Isso pode ser “claro”, mas não é verdade. Se nós desconsiderarmos o que as feministas dizem e olharmos objetivamente para a relativa condição de meninos e meninas nesse país, nós descobrimos que são eles, e não elas, que estão definhando academicamente. Dados do Departamento de Educação dos Estados Unidos e de vários estudos universitários recentes mostram que, longe de serem tímidas e desmoralizadas, as meninas de hoje ofuscam os meninos. Elas conseguem tirar melhores notas, possuem maiores aspirações educacionais, seguem um programa acadêmico mais rigoroso e participam em maior número do prestigiado Programa de Colocação Avançada. Esse exigente programa oferece aos melhores estudantes a oportunidade de fazer cursos de nível universitário durante o ensino médio. Em 1984, homens e mulheres participavam em igual proporção. No entanto, de acordo com o Departamento de Educação dos Estados Unidos, “Entre 1984 e 1996, o número de mulheres que fizeram os exames cresceu a uma alta taxa... Em 1996, 144 mulheres, em comparação a 117 homens, para cada 1000 estudantes do 3° ano fizeram as provas do programa.

Segundo o Centro Nacional para Estatística Educacionais, um número ligeiramente maior de estudantes do sexo feminino, em relação aos do sexo masculino, matriculam-se em cursos de matemática e ciências.

A representação das garotas americanas como apreensivas e academicamente desvalorizadas não condiz com os fatos.
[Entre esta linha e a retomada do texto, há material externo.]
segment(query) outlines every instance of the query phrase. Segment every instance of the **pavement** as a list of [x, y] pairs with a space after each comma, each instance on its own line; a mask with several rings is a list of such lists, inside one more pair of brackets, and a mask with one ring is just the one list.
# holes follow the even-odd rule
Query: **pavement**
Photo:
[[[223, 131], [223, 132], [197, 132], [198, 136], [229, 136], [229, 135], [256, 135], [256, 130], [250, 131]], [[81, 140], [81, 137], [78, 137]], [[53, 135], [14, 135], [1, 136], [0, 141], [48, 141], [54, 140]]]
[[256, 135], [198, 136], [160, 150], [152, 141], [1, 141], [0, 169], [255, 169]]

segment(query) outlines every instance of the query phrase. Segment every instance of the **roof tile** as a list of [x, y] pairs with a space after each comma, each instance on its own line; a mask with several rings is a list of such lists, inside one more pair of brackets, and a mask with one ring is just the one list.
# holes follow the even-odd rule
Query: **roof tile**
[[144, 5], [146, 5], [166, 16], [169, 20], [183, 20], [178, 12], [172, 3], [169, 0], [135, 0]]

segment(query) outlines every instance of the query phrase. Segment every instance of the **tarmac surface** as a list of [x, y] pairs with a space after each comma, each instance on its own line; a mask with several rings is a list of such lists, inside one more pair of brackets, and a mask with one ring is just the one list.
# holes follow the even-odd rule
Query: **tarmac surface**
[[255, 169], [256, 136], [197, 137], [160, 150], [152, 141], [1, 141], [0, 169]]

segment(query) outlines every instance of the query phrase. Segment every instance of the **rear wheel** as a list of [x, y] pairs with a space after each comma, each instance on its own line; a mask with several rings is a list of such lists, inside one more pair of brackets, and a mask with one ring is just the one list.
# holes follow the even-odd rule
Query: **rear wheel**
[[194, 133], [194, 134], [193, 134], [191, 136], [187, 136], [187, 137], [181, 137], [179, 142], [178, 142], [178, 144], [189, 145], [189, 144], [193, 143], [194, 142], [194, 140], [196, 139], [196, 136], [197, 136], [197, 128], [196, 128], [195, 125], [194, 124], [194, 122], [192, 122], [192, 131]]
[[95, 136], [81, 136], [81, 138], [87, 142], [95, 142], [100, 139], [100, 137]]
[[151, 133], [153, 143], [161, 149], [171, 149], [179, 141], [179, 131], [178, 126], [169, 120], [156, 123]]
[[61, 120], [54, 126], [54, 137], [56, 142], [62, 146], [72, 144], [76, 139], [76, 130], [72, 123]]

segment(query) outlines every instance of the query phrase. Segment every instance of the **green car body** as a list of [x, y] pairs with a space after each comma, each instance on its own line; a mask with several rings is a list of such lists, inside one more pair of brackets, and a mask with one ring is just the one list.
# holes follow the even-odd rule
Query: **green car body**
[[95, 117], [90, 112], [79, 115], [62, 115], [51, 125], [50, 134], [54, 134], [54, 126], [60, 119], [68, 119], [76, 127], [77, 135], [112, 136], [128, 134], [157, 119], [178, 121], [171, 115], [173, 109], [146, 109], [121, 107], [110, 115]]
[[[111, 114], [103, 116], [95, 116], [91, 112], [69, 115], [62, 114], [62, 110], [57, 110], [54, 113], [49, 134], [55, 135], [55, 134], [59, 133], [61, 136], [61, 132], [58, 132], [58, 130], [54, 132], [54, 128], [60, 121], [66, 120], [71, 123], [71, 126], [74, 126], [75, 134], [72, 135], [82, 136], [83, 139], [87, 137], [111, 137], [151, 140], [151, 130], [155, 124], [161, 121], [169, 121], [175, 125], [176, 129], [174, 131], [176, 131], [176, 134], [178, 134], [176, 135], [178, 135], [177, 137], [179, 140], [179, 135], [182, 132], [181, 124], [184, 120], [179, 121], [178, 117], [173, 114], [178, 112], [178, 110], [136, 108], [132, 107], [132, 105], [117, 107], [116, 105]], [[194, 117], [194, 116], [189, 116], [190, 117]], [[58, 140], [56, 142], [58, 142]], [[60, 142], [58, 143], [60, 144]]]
Elas, supostamente tão medrosas e sem confiança, agora superam os garotos nos grêmios estudantis, nas sociedades de honra, nos jornais escolares, e até mesmo nos clubes de debate. Apenas nos esportes eles continuam na frente, e os grupos femininos estão focalizando na desigualdade esportiva para uma vingança.

Ao mesmo tempo em que a AAUW estava anunciando sua descoberta de que as garotas eram subjugadas nas escolas, o Departamento de Educação publicou os resultados de uma extensa pesquisa mostrando exatamente o contrário.

As meninas leem mais livros e se dão melhor que os meninos em testes de habilidade artística e musical, estudam fora do país mais que os meninos, e mais delas entram para o Corpo da Paz. Por outro lado, eles são suspensos, repetem de ano e largam a escola com mais frequência do que elas, são três vezes mais suscetíveis de serem matriculados em programas de educação especial, e tem quatro vezes mais chances de serem diagnosticados com transtorno de déficit de atenção e hiperatividade.

Os meninos se envolvem mais com crime, álcool e drogas do que as meninas. Elas tentam mais vezes o suicídio, mas são eles que, na verdade, se matam com mais frequência. Em um ano típico (1997), aconteceram 4.493 suicídios de pessoas jovens de idades entre 5 e 24 anos: 701 mulheres e 3.792 homens.